In Chapter 2, metal-semiconductor hybrid nanostructures with metal-tipped CdSe nanorods were synthesized, which were employed for observing photocatalytic hydrogen generation and exploring the mechanism. First, we developed a synthetic method asymmetrically attaching different metals, platinum and gold on both ends of CdSe nanorods, and applied them to hydrogen evolution by photocatalytic water splitting. Compared to nanostructures in which platinum or gold was symmetrically attached, the asymmetric structure exhibited a nearly twice activity. In order to clarify the mechanism, photoelectrochemical and transient absorption spectroscopy analyses were conducted. From these experiments, we found out that the electron-hole recombination rate between the interface of metal and semiconductor is highly dependent upon the type of metal. Second, we have found a correlation between photocatalytic hydrogen production and the composition of semiconductor alloy in metal-semiconductor hybrid structure. The composition, which was adjusted from ZnSe to CdSe, directly controlled the band gap of the semiconductor. The light absorbing efficiency and the overpotential for hydrogen reduction were also changed. In addition, electron mobility was dependent upon the atomic composition ratio. Therefore, in this study, it was found that the electron mobility as well as the light absorption efficiency played a crucial role in the catalytic reaction efficiency. Finally, we investigated the effect of the length of the semiconductor rods on hydrogen evolution. Since the moving distance of electrons varied according to the length of the semiconductor, it directly influenced on the catalytic activity. In fact, the catalytic tendency was varied according to the length of nanorods between metal single- and double-tipped CdSe nanorods. This was probably due to the difference in the distribution of holes depending on the number of metal sites. Based on these studies, it was expected that the efficiency could be maximized by designing a catalyst having suitable morphology and composition for desired reaction.

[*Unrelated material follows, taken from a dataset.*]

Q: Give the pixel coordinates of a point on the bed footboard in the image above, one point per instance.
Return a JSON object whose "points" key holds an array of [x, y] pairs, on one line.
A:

In Chapter 3, we conducted the photocatalytic $CO_2$ reduction using cobalt oxide and found the reaction mechanism. CoO nanoparticles were activated by the addition of N-bromosuccinimide (NBS), which carried out multiple actions of the surface oxidation to $Co_3O_4$, the removal of surfactants, and the coating of Br on the surface. As a result of detailed reaction mechanism analysis, it was found that surface activation had a decisive influence on the efficiency and selectivity of CO2 reduction. This surface activation is expected to be applicable not only for CoO but also for other metal oxides, which provide potential application in industry when its detailed reaction mechanism is closely understood.